Introduction

Adverse drug reactions (ADRs) frequently occur in patients despite appropriate drug dosage and administration.1Idiosyncratic type B ADRs account for approximately 20% ADRs and are mostly immune-mediated and unpredictable.2 Occasionally, type B reactions can have serious consequences, such as severe cutaneous adverse reactions (SCARs) including Stevens–Johnson syndrome (SJS), toxic epidermal necrolysis (TEN), and drug-induced hypersensitivity syndrome/drug reaction with eosinophilia and systemic symptoms (DRESS), resulting in death.3,4 Individual genetic variability results in susceptibility to different ADRs; therefore, it is crucial to utilize the genomic data of patients for drug prescription.3Currently, various genetic tests are performed in hospitals, and a vast amount of genetic information is already pre-stored in electronic medical records (EMRs). However, this information is rarely used for indications outside its primary purpose.

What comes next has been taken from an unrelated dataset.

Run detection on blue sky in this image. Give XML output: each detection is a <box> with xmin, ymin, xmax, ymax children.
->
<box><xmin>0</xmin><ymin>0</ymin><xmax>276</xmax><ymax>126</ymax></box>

Lack of integration between the genetic information of the patient and the EMRs is an obstacle in patient-specific drug prescription at the point-of-care.4 Data on major pharmacogenomic (PGx) variants pre-stored in the EMR should be used when prescribing high-risk drugs to patients.3,5,6 The clinical validity of the drug–gene relationship used in this approach is mainly based on the Clinical Pharmacogenetics Implementation Consortium guidelines.7 Preemptive genotyping has many advantages compared to reactive genotyping. For example, the genotype information of patients can be used without delay in the prescription process. The genotype information can also be used to build a system to support physicians in making personalized prescription decisions. Furthermore, preemptive genotyping is a cost-effective approach as many drug-related variants can be obtained using a single panel.8 In reality, preemptive genotyping is not widely used in clinical practice, and PGx genes and variants found in a majority of PGx panels mainly focus on the pharmacokinetic/pharmacodynamic genes, including cytochrome P450 enzyme families.4 Therefore, these PGx genes are not tested for purposes other than their use in drug prescription.

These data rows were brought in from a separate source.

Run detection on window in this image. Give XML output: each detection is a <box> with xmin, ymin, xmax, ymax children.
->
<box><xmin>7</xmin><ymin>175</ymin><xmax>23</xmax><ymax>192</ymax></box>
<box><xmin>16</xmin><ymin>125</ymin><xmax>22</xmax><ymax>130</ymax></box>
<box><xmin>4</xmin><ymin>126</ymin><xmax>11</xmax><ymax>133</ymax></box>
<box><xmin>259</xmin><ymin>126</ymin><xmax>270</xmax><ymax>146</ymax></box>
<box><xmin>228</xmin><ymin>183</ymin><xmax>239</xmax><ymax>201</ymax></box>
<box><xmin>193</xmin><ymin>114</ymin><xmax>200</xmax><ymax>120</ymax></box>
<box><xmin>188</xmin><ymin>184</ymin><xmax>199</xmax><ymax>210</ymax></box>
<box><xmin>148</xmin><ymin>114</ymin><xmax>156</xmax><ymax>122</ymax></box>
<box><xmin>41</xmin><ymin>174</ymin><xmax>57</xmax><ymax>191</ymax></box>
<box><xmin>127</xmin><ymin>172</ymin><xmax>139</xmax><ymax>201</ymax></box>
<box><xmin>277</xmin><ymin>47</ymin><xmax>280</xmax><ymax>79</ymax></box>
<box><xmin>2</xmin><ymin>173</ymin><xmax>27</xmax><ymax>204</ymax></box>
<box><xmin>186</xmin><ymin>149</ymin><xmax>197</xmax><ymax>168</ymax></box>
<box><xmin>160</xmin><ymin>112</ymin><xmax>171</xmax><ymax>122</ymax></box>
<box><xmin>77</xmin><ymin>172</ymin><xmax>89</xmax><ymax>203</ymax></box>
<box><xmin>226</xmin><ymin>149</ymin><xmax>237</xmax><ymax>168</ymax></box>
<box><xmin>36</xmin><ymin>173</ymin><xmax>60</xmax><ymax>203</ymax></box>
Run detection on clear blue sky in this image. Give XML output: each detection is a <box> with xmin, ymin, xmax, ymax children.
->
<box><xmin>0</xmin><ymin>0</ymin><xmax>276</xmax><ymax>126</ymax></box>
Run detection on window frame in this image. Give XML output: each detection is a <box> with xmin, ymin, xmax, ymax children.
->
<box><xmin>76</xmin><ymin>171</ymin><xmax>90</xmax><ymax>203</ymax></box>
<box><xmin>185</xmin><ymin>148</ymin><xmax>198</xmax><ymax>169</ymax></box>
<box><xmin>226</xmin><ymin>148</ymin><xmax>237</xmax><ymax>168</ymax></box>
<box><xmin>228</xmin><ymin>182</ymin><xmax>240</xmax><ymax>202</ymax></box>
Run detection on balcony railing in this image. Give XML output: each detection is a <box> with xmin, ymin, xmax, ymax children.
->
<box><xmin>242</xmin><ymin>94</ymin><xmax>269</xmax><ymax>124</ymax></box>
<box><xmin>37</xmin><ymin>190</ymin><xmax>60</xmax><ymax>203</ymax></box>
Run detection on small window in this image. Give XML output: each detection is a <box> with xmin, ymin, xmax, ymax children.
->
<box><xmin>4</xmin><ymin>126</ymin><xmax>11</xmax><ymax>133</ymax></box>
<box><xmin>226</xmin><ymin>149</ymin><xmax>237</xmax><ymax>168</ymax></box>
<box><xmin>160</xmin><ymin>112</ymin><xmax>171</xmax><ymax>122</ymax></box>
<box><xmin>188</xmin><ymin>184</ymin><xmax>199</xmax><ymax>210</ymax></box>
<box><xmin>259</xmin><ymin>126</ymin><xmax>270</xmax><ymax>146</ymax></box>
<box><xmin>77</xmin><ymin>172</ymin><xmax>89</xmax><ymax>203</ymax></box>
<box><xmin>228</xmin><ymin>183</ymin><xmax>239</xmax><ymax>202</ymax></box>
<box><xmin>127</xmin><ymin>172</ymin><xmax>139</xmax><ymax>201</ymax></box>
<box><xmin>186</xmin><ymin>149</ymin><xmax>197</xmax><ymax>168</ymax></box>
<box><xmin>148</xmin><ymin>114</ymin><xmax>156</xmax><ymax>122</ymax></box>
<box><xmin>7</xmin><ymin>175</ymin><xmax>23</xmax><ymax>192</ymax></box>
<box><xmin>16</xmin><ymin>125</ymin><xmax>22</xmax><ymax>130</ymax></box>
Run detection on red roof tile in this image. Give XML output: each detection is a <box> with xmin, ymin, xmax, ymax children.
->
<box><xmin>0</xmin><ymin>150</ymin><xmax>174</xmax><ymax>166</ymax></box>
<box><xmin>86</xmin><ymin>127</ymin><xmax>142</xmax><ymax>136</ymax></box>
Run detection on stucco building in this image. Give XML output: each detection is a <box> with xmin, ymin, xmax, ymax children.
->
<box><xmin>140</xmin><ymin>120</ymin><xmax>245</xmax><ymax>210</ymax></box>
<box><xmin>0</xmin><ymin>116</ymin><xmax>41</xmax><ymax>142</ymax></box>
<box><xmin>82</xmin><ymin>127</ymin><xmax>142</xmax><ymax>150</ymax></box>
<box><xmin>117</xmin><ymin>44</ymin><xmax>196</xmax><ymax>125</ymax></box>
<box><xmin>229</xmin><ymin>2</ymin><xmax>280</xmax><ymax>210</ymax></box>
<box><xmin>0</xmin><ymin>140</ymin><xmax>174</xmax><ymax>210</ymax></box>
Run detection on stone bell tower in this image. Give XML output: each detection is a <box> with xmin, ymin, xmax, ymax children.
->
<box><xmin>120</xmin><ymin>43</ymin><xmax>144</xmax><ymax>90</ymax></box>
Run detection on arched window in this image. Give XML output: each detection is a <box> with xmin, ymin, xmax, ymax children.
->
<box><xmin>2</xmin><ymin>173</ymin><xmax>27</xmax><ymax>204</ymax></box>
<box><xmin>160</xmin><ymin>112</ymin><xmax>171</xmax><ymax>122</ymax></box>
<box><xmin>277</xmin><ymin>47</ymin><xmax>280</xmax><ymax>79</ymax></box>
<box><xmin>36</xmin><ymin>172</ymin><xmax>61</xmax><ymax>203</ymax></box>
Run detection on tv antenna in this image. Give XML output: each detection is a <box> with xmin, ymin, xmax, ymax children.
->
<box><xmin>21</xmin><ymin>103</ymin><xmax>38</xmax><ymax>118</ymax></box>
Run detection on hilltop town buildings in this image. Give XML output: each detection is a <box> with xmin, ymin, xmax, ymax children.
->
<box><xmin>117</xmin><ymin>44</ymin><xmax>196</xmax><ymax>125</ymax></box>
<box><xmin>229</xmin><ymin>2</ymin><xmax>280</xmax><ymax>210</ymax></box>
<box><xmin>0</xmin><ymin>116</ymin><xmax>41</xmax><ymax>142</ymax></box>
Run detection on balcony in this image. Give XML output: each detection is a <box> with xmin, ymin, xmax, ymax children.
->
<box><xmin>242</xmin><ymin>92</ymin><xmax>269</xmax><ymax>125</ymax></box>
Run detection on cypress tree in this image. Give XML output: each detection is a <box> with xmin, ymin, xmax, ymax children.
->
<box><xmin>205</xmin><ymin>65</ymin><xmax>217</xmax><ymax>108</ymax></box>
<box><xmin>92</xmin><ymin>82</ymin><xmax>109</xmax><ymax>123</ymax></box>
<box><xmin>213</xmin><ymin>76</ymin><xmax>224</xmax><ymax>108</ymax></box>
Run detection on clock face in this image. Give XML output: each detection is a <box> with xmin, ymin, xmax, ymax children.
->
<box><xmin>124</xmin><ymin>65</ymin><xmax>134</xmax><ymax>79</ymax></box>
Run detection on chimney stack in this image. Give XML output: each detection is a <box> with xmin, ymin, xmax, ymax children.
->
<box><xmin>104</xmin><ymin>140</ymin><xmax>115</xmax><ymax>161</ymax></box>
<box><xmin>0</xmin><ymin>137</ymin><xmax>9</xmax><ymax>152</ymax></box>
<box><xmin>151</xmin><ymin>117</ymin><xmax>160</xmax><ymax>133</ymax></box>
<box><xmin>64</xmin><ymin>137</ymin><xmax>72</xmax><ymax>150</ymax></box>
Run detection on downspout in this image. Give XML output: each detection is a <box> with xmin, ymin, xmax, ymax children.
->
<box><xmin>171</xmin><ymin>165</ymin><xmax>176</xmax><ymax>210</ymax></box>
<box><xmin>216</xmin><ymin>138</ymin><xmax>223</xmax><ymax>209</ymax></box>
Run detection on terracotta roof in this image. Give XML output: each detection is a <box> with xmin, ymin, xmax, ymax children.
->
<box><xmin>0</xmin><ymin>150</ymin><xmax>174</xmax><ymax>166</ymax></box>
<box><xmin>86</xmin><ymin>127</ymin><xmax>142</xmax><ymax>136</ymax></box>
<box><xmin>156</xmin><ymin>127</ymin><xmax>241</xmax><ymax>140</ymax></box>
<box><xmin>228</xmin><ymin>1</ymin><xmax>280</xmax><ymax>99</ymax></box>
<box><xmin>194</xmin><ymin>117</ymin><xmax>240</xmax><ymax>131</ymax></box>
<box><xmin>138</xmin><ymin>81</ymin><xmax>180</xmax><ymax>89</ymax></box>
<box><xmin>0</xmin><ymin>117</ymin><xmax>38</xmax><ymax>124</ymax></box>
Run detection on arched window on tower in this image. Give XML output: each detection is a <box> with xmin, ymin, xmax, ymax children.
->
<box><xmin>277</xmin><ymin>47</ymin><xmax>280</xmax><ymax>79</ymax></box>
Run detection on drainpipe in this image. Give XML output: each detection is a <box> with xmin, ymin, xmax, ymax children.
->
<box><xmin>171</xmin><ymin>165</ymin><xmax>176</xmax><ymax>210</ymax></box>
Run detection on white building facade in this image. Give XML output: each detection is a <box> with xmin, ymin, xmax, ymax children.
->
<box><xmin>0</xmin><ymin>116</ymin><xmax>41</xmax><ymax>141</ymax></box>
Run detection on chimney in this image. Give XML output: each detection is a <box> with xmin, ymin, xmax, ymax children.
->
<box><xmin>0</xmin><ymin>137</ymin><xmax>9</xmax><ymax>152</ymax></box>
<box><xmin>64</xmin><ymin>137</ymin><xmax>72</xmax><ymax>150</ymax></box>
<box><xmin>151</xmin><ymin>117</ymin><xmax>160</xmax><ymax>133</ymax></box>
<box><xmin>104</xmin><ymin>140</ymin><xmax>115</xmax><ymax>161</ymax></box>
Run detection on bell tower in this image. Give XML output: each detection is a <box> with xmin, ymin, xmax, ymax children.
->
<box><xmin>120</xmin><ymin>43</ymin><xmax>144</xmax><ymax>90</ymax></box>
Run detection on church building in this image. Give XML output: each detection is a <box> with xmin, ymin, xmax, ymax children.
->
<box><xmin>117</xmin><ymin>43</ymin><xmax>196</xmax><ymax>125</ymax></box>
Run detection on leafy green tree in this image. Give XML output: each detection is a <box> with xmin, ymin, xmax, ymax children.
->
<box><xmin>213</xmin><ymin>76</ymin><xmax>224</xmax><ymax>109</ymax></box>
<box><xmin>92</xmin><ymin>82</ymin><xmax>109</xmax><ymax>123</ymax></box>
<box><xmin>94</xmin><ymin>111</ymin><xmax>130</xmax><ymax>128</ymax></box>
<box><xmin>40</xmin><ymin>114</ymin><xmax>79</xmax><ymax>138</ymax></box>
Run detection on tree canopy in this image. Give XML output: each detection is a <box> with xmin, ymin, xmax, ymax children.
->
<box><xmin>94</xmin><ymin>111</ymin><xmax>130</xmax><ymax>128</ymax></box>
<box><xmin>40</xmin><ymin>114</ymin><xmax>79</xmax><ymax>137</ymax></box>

In recent decades, particular human leukocyte antigen (HLA) alleles have been found to be strongly associated with the development of certain drug-related SCARs.9,10 We hypothesize that use of HLA PGx alleles can prevent SCARs. Despite the strong associations between some HLAs and drug-related SCARs, pre-stored HLA data obtained from transplant workup tests are not being utilized to screen individuals at a risk of developing SCARs when high-risk drugs are prescribed. Storing HLA data in a structured, standardized format in EMRs is challenging as different testing methods have been used to determine HLAs over the years. Nonetheless, if pre-existing HLA data can be successfully retrieved and re-used based on the PGx indications, it would reduce the costs of testing and effort required to obtain the same HLA information. A clinical decision support system using the pre-stored genetic data can also be utilized as a part of the point-of-care if successfully integrated.
In a previous study, we extracted, parsed, and saved the HLA data of transplant patients in a structured, standard format from pre-stored unstructured HLA data.11 This study investigated the potential clinical benefits of using the extracted HLA genotypes as a risk prediction marker for ADR.